That the respondent mother can continue to have visitation once a week for one hour supervised by Family Abuse Services. That if the respondent mother misses two consecutive visits or two out of the five visits . . . the visitation will be suspended and will not be reinstated until further order of the Court. That prior to visitation beginning the respondent mother shall obtain an updated CCA including mental health and substance abuse assessment and submit to a drug screen. She shall enroll in treatment as recommended by the CCA. The respondent mother must admit documentation to Family Abuse Services verifying that she's obtained such and is enrolled in treatment with a state approved treatment program. If the respondent mother appears at visitation and appears to be under the influence the visitation shall be terminated and there should be no further visitation until further order of the Court.

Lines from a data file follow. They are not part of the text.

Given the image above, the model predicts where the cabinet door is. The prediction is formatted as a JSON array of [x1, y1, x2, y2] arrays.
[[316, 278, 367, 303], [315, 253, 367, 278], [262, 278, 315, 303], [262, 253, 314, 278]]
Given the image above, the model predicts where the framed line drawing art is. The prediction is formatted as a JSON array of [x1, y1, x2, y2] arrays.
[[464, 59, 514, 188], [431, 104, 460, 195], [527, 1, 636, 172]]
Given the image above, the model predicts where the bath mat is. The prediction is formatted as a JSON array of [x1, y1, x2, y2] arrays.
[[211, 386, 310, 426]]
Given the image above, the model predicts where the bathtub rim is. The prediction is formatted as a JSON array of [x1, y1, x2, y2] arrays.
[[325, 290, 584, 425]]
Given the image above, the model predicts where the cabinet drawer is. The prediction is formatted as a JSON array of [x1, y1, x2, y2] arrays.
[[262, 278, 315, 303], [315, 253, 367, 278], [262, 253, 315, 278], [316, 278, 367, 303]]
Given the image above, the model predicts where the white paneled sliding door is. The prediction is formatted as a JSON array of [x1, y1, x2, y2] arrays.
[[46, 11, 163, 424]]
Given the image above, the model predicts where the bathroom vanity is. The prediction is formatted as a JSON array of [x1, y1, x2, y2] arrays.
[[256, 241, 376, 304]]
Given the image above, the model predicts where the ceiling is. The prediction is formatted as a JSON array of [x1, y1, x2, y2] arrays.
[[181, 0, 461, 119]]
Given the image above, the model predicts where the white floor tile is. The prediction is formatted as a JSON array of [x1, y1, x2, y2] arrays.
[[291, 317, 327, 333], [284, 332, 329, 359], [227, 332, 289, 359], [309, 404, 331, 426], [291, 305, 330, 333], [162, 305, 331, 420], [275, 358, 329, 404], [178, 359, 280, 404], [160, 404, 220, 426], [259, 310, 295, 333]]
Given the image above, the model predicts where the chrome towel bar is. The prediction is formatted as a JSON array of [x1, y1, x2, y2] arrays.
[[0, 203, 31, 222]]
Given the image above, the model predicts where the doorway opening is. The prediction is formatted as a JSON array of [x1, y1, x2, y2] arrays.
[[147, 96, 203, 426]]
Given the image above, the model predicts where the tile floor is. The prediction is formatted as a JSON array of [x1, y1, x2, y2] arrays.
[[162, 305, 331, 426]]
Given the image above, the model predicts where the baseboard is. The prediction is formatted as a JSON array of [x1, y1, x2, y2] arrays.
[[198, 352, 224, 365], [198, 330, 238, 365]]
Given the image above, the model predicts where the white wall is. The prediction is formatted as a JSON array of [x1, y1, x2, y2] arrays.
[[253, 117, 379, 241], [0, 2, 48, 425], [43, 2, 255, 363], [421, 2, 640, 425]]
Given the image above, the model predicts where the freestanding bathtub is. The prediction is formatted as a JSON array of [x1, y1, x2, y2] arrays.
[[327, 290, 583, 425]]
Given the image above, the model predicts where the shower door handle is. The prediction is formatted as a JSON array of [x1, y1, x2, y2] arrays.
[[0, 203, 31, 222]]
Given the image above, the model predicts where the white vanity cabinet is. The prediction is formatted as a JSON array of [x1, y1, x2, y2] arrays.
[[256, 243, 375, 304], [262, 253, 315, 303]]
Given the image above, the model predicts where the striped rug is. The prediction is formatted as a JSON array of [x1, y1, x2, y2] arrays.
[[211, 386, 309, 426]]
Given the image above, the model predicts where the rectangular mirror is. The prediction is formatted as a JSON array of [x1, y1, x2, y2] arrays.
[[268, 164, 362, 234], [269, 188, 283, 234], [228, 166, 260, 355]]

         The trial court then addressed the conditions agreed upon by the parties and sought confirmation that Respondent understood the terms:

THE COURT: And, it[']s my understanding attorney Skeen that your client is going to consent at this point to guardianship being placed with the grandparents so long as that modification is changed in relation to being able to have visitation once a week at the Family Justice Center?
[RESPONDENT'S COUNSEL]: That's correct Your Honor.
THE COURT: But your client does understand though that if she fails to provide the necessary criminal backgrounds, the necessary documentation, and setting up at Family Abuse Services and following all of their requirements that that is not going to be the fault of the grandparents. She will not be able to go and have visitation. She understands that?
[RESPONDENT'S COUNSEL]: Yes Your Honor.

         DSS's recommendation was accepted by the court without objection. Later in the hearing, the trial court confirmed Respondent's understanding that "[r]eunification stops today." Respondent's counsel responded, "[r]ight, she knew that but, in doing so will allow her to have increased visitation[.]"

         The trial court entered a guardianship order on 15 August 2018. The trial court entered a permanency planning order on 17 August 2018, which waived review hearings, eliminated reunification from the permanent plan, and provided for Respondent's visitation with the children pursuant to the recommendations of DSS. Additionally, the trial court entered a supervised visitation order, also reflecting the recommendation of DSS, on 17 August 2018. Respondent appeals from the permanency planning order.

         Analysis

         I. Waiver of ...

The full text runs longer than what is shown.